Micronutrient malnutrition, the lack of vitamin A in particular, is one of the major public health problems in less developed countries. It can lead to blindness and death in children under five years of age. Globally, an estimated 250 million preschool children are vitamin A deficient, of which about 250,000 children become blind every year. As a consequence, half of them die within 12 months of losing their sight. About 25% of mortality rates among young children can be reduced by correcting vitamin A deficiency at the community level (Beaton et al., 1993).
There is increasing demand from researchers, donors, and governments to assess the risk vitamin A deficiency at individual, household, and community level; which is mainly driven by the importance of understanding the existing vitamin A deficiency (VAD) level an as well as plan implementation programs to reduce it. The conventional methods used to assess vitamin A deficiency include xerophthalmia (eye damage) prevalence, dietary assessment, and biochemical analyses of serum retinol or retinol binding protein. However, these techniques require specialized skills and resources. Vitamin A intakes are best assessed through consumption studies where either all foods consumed are weighed before eating, or using recall methods of foods consumed, usually during the past 24 hours. Clearly, assessing both VAD status and vitamin A intakes is expensive and often beyond the scope of nutrition interventions that are trying to go-to-scale.
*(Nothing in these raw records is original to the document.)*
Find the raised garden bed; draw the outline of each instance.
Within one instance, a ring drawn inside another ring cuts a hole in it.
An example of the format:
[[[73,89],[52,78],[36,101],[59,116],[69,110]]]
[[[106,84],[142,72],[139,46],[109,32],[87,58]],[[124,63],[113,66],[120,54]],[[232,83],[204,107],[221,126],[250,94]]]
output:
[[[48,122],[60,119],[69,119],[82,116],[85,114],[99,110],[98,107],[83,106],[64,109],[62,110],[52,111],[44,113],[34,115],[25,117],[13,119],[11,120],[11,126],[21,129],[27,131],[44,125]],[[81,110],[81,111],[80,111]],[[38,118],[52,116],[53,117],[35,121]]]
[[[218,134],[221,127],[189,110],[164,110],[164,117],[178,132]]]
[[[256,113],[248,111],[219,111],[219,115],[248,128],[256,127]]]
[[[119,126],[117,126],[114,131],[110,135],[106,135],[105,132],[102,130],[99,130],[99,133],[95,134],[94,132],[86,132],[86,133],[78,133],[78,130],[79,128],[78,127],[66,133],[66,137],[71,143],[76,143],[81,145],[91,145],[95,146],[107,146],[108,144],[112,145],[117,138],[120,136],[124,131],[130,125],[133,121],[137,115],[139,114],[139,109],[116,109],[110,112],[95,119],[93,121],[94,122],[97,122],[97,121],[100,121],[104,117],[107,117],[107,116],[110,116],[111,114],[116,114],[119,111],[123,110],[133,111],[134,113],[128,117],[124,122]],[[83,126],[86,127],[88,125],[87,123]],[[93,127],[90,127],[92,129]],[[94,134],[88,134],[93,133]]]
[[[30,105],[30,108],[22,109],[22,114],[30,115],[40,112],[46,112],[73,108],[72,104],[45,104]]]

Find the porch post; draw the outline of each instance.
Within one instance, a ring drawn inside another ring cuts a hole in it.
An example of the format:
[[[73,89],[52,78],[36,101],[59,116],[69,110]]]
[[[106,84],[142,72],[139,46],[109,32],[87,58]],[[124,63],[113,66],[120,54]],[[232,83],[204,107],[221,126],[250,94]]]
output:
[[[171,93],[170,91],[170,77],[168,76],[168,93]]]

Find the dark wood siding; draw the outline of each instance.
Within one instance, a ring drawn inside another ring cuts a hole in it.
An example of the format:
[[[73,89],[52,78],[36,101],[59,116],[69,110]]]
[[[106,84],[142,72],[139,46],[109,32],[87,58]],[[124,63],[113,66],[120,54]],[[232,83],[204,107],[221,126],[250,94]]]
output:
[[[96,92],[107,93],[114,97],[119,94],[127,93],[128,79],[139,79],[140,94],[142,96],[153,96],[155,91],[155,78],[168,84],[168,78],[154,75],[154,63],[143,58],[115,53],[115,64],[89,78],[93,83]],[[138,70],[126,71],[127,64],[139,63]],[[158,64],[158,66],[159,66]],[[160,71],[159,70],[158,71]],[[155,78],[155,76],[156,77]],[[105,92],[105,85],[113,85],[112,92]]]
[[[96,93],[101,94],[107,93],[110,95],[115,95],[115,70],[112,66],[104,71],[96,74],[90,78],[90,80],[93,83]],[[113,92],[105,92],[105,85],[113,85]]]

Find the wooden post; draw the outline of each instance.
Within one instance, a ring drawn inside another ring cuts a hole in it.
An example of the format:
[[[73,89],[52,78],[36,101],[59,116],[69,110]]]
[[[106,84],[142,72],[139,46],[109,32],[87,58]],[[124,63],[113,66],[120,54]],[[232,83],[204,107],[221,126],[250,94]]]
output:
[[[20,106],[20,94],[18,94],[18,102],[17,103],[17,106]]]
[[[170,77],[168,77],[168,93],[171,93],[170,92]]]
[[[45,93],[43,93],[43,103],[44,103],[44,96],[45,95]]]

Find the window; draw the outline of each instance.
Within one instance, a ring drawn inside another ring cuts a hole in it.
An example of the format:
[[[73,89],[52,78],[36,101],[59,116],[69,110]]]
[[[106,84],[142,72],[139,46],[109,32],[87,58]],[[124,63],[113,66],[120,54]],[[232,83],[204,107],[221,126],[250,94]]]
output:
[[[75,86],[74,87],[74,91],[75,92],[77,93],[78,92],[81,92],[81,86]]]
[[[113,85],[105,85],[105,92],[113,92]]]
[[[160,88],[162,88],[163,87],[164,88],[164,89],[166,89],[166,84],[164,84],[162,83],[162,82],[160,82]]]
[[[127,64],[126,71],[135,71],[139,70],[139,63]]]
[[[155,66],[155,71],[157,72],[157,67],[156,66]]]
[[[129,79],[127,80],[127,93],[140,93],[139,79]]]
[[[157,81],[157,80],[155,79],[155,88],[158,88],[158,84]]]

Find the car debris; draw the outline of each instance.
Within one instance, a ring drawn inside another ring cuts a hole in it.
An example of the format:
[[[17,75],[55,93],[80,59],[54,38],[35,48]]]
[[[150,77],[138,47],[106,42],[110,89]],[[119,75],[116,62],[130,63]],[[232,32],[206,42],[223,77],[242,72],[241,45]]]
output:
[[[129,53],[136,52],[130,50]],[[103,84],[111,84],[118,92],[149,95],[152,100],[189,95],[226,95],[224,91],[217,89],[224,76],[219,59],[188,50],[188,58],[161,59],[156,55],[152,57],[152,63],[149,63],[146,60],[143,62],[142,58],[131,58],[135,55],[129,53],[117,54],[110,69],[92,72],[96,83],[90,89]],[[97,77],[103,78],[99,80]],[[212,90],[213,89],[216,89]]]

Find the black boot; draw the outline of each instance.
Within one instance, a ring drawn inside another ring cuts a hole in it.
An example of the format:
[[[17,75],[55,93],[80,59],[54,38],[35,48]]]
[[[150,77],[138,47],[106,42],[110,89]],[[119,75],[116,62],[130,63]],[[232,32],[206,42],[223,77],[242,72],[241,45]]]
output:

Helen Keller International invested in developing a semi-quantitative, food frequency method that looked at the frequency of intake of vitamin A rich foods and validated these results against serum retinol values (Rosen et al., 1993). This method is used to assess whether a given population is at risk of VAD. It can also help monitor which vitamin A foods, such as OFSP, are coming into the diet by season and over time.
Subsequently, the 24-VASQ method was developed for estimating vitamin A intake of populations in a simpler way than 24 hour recall of all foods consumed (dee Pee et al., 2006). It can be used in large surveys and surveillance systems to quantify vitamin A intake of specific population groups, monitor changes in intake through time, compare intake among populations, identify the contribution of four different food groups – vegetables, fruits, animal foods and fortified foods – to vitamin A intake and identify populations at risk of vitamin A deficiency. However, it is also too time consuming to serve as a quick, low cost monitoring tool.